If you're under 20 and you're just about to enter the university portals for the first time or if you're a parent and you're worried sick about how your son or daughter is going to cope financially in their first year, then there are a couple of things you should know – if you don't know them already.

Student debt is a big problem! According to the National Union of Students, graduates leave university with average debts of £10,000 and it's not uncommon for students to have as much as £15,000 or debt In fact, if you log on to their website, the first thing you see is an article dealing with debt problems.

When I left university in around 1994 my tuition fees had been paid for me, I'd had a maintenance grant (which included a bit extra because I was 'older') and I'd been able to borrow a series of cheap student loans from the Government. I think it was in the region of £700 in the first year, £800 in the second and £900 in the third year. When I left I didn't have to start paying it back until I was earning something like £14,000 a year. That salary 'pay-back' figure increased every year and this system continues to this day for students who took out a loan before 1998. (I've got a friend who's only just had to start paying his back after nearly 10 years now that his salary has reached £22,000 or thereabouts).

The interest rate for a Government student loan was and is a pittance – it's essentially set at the inflation rate, currently 1.3% which is hardly something to worry about. But the amount you can borrow is now very much higher and the salary scale at which you have to start paying back is very much lower. Once you start earning £10,000 a year after graduating, you have to start paying the loan back with repayments calculated at 9% of any income over the £10,000 threshold.

It's not surprising that students leave with so many debts. In England and Wales, the maximum amount of loan that you can borrow in 2002/03 is:

  • £3,905 for students living away from home
  • £4,815 for students in London and living away from home
  • £3,090 for students living at home

Out of that you may have to pay tuition fees of up to £1,100 a year. You're supposed to live on the rest.

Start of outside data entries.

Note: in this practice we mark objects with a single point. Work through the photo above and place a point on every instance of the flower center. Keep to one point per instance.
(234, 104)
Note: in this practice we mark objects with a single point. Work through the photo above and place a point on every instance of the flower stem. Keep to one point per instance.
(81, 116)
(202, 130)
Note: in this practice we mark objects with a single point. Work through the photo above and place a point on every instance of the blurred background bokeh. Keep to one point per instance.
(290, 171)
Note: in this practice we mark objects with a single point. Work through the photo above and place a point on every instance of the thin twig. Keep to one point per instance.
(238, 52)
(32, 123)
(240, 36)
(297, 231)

Of course, what most students do is supplement their income by borrowing from the bank. There are all sorts of exciting offers for students at the moment – not least because if a bank can grab you as a customer in your late teens or early 20s, the evidence is that you're more likely to get divorced at some point than to ever change your bank. No wonder they like to offer plenty of freebies to entice you to open an account.

For example, NatWest is offering first year students the chance to open a student account and they'll hand over £40 in cash or what they call a Student Starter Kit which includes a toaster, a kettle and a radio alarm clock. They also get a £10 voucher to spend at Amazon if they open an account before next Friday not to mention an instant interest-free overdraft of £1,250 and a credit card. Sounds good, eh?

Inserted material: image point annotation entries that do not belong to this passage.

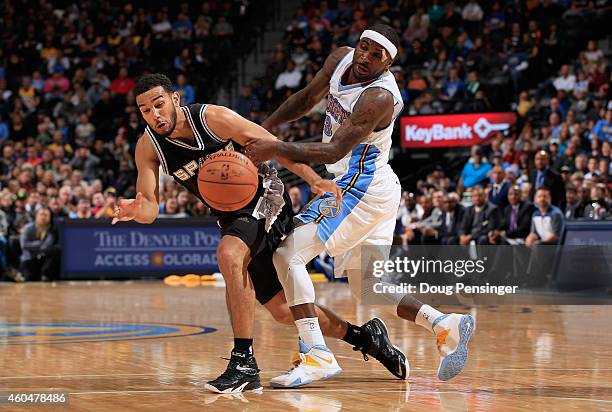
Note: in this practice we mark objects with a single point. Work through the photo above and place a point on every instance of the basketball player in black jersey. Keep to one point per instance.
(179, 139)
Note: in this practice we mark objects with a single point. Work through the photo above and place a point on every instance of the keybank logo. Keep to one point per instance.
(58, 332)
(453, 130)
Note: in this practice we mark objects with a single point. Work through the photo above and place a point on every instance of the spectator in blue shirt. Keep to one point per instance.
(603, 128)
(547, 221)
(474, 171)
(185, 90)
(453, 86)
(4, 129)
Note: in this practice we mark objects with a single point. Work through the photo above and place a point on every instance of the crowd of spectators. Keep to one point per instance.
(540, 59)
(68, 118)
(69, 123)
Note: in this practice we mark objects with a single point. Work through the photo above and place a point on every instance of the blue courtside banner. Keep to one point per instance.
(96, 249)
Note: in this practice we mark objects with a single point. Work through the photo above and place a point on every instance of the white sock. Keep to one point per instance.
(426, 316)
(310, 332)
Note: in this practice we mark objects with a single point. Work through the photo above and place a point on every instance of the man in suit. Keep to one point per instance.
(498, 194)
(451, 219)
(545, 177)
(479, 219)
(516, 221)
(40, 258)
(571, 207)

A further trap students can fall into is that they can also get special rate personal loans from banks which tend to have lower interest rates that you or I might have to pay. These often get converted into a graduate loan when they leave university with the proviso that they have to pay it back within a certain period of time. Some banks also offer a free overdraft facility for both students and graduates for a stated period of time but there's no doubt that the chickens come home to roost eventually.

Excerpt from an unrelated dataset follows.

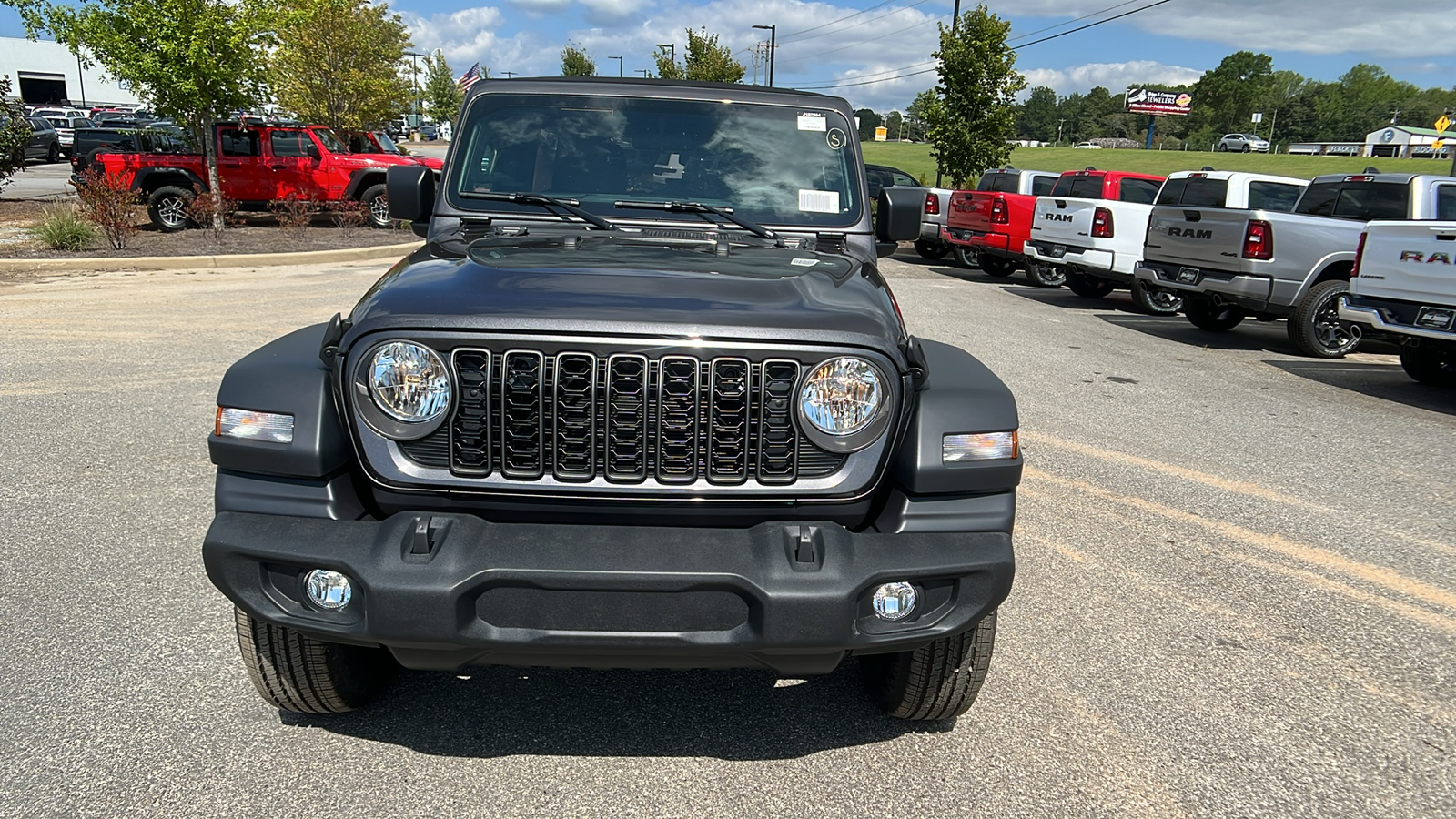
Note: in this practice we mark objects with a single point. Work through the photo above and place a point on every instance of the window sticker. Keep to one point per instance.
(813, 123)
(819, 201)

The essential questions any students should ask themselves before opening a student account are:

  • How much overdraft facility will you really need?
  • What cash machines can you use and do they charge?
  • Can you bank online or over the telephone for convenience?
  • Do they offer a graduate package?

For the most part any freebies are irrelevant – if you're unlikely to switch banks in your first few years with a bank account, you want one that offers a good long-term deal, particularly when it comes to a graduate package. And a debit card should be more than enough. I don't want to sound like your mother – but save getting a credit card until you've had some practice with managing all this money. Remember, you've only borrowed it and that you'll have to pay it back at some point!